Die Welt ist in Aufruhr. 2015 waren 60 Mio Menschen auf der Flucht, so viele Flüchtlinge gab es seit dem Zweiten Weltkrieg nicht mehr. 40 bewaffnete Konflikte wurden gezählt. «Auf globale Krisen braucht es globale Antworten», sagte deshalb Bundesrat Didier Burkhalter an der Jahreskonferenz der Entwicklungszusammenarbeit der Schweizer Direktion für Entwicklung und Zusammenarbeit vorletzten Freitag in Zürich.
Doch globale Antworten brauchen einen globalen Werkzeugkasten, weltweit gültige Ziele und Übereinkünfte, was überhaupt wie verbessert werden soll. Das haben die Vereinten Nationen (United Nations, UN) schon vor zwanzig Jahren verstanden und in der Folge die Millenium-Entwicklungsziele definiert. Die Millenium-Ziele werden nun von den nachhaltigen Entwicklungszielen (auf Englisch Sustainable Development Goals, SDGs) abgelöst.
Das neue Zielsystem besteht aus 17 Zielkategorien mit 169 Unterzielen und soll für die nächsten 15 Jahre vorgeben, wie sich die Welt entwickeln kann. Drei der 17 Hauptziele haben direkt mit der Land- und Ernährungswirtschaft zu tun:
Ziel 2: Hunger beenden, Ernährungssicherheit und eine bessere Ernährung erreichen und eine nachhaltige Landwirtschaft fördern.
Dazu soll unter anderem die Produktivität in der Landwirtschaft verdoppelt werden. Damit verbunden wären steigende Einkommen für Klein- und Selbstversorgungsbauern und ihre Frauen. Zusätzlich sollen negative Einflüsse von staatlichen Subventionen auf Weltagrarmärkte abgefedert werden. Die Länder sind deshalb aufgefordert, bis 2030 jede Form von Exportsubventionen abzuschaffen. Ausserdem strebt man an, die genetische Vielfalt der lokalen Landwirtschaft nicht nur zu erhalten, sondern auch zusätzlich zu fördern.
Ziel 12: Für nachhaltige Konsum- und Produktionsmuster sorgen.

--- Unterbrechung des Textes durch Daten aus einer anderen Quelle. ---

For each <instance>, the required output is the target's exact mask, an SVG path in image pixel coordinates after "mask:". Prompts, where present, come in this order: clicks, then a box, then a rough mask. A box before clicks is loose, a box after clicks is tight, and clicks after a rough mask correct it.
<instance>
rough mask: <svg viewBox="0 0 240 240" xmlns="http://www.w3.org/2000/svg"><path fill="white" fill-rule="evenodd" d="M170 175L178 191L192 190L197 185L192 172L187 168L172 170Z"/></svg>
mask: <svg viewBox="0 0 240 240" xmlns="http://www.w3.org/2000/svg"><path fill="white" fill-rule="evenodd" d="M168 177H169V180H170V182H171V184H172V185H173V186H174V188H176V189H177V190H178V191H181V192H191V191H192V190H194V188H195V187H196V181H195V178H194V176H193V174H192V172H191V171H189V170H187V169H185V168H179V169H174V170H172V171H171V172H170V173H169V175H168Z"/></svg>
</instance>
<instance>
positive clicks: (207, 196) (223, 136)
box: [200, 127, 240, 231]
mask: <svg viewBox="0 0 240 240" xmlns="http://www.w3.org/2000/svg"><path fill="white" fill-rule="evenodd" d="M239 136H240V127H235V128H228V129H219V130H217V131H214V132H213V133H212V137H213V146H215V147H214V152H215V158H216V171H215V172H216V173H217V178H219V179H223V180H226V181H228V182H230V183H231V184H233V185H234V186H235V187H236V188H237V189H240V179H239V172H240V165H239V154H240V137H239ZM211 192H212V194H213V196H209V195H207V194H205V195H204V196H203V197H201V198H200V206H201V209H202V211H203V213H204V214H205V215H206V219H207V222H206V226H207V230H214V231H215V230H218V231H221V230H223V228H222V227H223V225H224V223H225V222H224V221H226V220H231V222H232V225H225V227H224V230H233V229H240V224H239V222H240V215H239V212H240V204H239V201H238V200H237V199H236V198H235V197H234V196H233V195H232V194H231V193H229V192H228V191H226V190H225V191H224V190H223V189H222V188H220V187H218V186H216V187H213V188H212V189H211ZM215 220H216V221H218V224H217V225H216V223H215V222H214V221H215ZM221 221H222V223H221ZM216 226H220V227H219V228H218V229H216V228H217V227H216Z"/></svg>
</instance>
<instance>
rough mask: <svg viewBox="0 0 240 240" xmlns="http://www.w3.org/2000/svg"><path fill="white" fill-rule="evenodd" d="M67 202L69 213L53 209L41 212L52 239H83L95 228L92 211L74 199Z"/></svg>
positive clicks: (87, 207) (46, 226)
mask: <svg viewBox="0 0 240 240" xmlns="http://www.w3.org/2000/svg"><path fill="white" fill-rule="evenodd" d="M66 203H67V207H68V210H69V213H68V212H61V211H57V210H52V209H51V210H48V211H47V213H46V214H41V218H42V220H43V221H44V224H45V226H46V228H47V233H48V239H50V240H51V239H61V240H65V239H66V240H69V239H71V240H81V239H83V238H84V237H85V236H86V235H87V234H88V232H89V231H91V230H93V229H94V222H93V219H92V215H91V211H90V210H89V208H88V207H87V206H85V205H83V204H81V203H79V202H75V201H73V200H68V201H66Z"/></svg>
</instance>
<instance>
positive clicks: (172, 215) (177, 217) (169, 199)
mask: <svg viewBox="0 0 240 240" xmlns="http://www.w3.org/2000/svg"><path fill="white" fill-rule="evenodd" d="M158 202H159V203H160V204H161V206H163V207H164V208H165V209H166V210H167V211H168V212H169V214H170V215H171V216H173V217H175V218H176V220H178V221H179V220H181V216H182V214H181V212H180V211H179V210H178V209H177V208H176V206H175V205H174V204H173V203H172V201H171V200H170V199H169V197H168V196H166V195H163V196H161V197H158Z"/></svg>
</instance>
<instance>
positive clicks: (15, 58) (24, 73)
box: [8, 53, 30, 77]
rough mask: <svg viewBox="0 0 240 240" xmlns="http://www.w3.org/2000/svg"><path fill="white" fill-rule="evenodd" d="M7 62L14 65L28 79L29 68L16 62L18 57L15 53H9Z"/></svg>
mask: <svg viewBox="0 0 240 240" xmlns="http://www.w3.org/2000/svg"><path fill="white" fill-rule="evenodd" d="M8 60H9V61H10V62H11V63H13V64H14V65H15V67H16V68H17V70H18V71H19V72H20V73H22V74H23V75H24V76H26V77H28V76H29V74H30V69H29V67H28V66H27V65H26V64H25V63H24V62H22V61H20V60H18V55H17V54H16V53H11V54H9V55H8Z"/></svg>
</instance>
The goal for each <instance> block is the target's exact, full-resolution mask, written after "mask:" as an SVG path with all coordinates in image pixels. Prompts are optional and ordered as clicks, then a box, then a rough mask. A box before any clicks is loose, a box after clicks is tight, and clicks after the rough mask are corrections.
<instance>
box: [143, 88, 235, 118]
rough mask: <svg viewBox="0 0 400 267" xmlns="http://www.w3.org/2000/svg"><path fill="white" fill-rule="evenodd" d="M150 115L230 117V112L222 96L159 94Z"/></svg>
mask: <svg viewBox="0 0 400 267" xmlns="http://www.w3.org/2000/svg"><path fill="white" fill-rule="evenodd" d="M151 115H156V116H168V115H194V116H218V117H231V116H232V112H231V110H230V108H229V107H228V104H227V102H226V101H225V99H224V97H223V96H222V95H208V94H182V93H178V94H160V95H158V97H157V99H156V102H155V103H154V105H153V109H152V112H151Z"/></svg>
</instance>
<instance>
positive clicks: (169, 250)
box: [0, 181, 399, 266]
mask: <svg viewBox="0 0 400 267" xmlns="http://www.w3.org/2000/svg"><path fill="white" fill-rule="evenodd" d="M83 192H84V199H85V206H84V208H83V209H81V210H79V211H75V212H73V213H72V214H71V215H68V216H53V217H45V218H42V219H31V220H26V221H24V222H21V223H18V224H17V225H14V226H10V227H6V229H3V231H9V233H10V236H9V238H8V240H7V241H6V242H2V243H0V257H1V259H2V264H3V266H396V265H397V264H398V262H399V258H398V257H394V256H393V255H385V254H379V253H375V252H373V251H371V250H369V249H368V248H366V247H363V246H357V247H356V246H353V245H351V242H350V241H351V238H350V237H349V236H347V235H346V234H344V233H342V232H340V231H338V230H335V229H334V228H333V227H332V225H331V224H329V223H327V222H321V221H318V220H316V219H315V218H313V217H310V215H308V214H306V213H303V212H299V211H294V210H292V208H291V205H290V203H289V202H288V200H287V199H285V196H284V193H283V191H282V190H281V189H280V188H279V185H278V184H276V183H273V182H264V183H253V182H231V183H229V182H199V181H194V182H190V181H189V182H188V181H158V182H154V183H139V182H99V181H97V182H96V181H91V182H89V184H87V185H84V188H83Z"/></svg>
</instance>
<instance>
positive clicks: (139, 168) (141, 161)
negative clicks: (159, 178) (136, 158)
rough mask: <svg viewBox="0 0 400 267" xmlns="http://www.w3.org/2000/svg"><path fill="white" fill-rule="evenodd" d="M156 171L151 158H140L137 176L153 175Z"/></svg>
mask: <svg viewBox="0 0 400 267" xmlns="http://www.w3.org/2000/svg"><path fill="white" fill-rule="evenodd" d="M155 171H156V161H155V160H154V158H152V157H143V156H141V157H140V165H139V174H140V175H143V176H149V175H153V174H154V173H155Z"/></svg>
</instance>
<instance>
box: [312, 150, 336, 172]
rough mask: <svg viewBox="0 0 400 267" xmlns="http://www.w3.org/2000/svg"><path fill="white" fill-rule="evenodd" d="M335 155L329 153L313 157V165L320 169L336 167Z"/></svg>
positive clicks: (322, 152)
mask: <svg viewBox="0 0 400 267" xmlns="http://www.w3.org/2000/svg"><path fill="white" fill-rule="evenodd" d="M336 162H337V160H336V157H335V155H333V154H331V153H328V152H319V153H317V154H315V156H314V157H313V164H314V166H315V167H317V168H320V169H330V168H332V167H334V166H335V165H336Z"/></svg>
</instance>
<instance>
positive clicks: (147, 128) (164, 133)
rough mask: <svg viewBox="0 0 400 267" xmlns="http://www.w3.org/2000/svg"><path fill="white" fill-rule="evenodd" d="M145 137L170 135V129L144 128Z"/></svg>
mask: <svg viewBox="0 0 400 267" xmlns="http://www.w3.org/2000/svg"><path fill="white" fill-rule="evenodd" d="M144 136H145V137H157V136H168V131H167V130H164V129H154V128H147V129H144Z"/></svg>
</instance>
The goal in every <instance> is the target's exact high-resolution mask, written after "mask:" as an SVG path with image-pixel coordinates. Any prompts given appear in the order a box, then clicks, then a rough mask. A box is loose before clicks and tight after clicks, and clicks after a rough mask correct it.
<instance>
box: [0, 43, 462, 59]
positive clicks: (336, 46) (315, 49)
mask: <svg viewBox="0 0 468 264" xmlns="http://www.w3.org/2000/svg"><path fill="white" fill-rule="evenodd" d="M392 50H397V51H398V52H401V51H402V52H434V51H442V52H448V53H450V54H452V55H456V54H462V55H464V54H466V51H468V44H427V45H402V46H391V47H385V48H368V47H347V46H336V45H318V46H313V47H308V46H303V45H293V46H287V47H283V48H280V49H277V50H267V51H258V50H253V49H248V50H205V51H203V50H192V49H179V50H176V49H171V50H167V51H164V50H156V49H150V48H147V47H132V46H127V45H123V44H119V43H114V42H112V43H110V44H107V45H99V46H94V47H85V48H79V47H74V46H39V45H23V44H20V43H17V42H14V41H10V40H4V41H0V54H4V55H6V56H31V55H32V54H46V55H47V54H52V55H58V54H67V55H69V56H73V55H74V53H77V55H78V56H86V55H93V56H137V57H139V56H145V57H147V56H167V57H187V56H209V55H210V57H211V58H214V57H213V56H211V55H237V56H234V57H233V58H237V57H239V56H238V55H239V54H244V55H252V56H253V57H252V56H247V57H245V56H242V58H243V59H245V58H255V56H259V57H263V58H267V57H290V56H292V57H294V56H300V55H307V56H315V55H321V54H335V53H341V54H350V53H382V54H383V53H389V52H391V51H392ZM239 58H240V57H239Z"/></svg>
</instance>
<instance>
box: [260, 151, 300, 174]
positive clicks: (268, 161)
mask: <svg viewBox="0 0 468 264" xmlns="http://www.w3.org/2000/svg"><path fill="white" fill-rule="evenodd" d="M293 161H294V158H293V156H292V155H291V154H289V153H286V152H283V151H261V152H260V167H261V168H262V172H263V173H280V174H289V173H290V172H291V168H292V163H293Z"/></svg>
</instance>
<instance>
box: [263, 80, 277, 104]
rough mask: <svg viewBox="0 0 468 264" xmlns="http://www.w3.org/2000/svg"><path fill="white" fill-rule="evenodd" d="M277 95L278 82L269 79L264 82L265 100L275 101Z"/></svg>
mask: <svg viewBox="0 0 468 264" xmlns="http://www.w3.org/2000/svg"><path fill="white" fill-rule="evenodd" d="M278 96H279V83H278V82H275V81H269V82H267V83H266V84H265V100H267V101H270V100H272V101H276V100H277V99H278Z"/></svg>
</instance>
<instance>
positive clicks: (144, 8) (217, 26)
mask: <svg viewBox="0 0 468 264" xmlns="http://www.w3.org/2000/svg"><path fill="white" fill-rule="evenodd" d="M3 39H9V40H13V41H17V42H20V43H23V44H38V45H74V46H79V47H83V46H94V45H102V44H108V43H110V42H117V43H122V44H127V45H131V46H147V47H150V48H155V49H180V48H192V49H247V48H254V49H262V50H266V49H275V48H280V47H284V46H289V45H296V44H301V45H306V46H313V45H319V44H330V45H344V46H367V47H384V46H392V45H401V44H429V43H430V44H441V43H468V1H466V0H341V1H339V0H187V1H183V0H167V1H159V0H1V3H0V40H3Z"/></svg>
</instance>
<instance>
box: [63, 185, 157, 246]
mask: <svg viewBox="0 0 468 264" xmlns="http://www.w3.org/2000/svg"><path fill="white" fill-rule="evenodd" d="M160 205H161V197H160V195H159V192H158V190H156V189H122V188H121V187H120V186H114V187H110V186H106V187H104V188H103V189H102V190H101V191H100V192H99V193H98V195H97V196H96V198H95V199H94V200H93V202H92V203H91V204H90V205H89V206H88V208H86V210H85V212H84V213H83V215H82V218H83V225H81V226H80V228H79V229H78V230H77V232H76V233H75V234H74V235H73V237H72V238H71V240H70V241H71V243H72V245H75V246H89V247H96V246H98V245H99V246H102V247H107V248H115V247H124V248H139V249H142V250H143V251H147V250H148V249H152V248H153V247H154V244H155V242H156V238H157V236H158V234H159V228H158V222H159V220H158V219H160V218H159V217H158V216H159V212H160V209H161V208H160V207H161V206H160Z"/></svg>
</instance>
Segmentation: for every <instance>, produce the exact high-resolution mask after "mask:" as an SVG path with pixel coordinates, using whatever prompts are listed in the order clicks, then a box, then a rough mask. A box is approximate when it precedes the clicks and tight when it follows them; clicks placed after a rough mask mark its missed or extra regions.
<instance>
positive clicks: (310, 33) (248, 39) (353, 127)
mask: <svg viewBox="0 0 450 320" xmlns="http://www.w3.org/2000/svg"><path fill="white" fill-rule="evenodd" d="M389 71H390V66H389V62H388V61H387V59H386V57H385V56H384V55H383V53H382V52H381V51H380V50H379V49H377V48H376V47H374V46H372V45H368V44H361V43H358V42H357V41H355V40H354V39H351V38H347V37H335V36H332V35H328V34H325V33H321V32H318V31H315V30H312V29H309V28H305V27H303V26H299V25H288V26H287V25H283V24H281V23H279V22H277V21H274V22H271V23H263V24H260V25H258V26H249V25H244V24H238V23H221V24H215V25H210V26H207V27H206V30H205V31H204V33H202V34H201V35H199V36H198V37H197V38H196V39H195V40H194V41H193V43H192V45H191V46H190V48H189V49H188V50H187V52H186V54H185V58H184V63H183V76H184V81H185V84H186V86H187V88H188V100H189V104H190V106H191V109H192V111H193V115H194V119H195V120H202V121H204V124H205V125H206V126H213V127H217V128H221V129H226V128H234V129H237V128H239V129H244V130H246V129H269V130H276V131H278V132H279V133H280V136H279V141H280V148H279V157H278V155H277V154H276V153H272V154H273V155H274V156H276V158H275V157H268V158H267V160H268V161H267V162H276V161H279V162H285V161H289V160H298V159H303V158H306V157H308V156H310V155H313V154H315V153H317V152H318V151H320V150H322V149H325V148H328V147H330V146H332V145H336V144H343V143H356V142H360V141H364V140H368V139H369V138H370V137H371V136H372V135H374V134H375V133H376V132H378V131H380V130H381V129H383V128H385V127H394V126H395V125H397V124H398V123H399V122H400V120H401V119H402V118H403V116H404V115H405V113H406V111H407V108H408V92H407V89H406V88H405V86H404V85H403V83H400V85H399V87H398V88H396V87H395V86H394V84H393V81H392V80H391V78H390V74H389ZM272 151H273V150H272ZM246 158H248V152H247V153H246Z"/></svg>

Bis 2030 sollen die natürlichen Ressourcen nachhaltig bewirtschaftet werden können. Ausserdem sollen Lebensmittelverluste bis 2030 um die Hälfte reduziert werden (heute werden 30 bis 50% der hergestellten Nahrungsmittel ungenutzt wieder entsorgt).
Ziel 15: Landökosysteme schützen, wiederherstellen und ihre nachhaltige Nutzung fördern, Wälder nachhaltig bewirtschaften, Wüstenbildung bekämpfen, Bodenverschlechterung stoppen und umkehren und den Biodiversitätsverlust stoppen.
Die Ökosysteme in den Berggebieten sollen erhalten und gestärkt werden.
Die SDGs nehmen dabei nicht nur die weniger entwickelten Länder in die Pflicht, sondern auch die Industrienationen wie die Schweiz. Kritiker bemängeln, dass die Fülle an Zielen und Unterzielen praxisuntauglich sei. Der UNO-Generalsekretär Ban Ki-Moon kann diese Kritik nachvollziehen, wie er in seiner Rede sagte. «Aber die Zivilgesellschaft hat auf die Visionen und Ziele der politischen und wirtschaftlichen Führer zu reagieren.» Seiner Meinung nach habe jeder Bürger die Verantwortung, auf die nachhaltigen Entwicklungsziele zu reagieren und sich an der Entwicklung zu beteiligen.
In der Schweiz beginnt nun ein Prozess der «Übersetzungsarbeit», wie der Sonderbeauftragte des Bundesrats für globale nachhaltige Entwicklung, Michael Gerber, sagte. Dabei soll aus den 169 Unterzielen die für die Schweiz relevanten Punkte konkretisiert werden. Man rechnet damit, dass dies zwei Jahre dauern wird.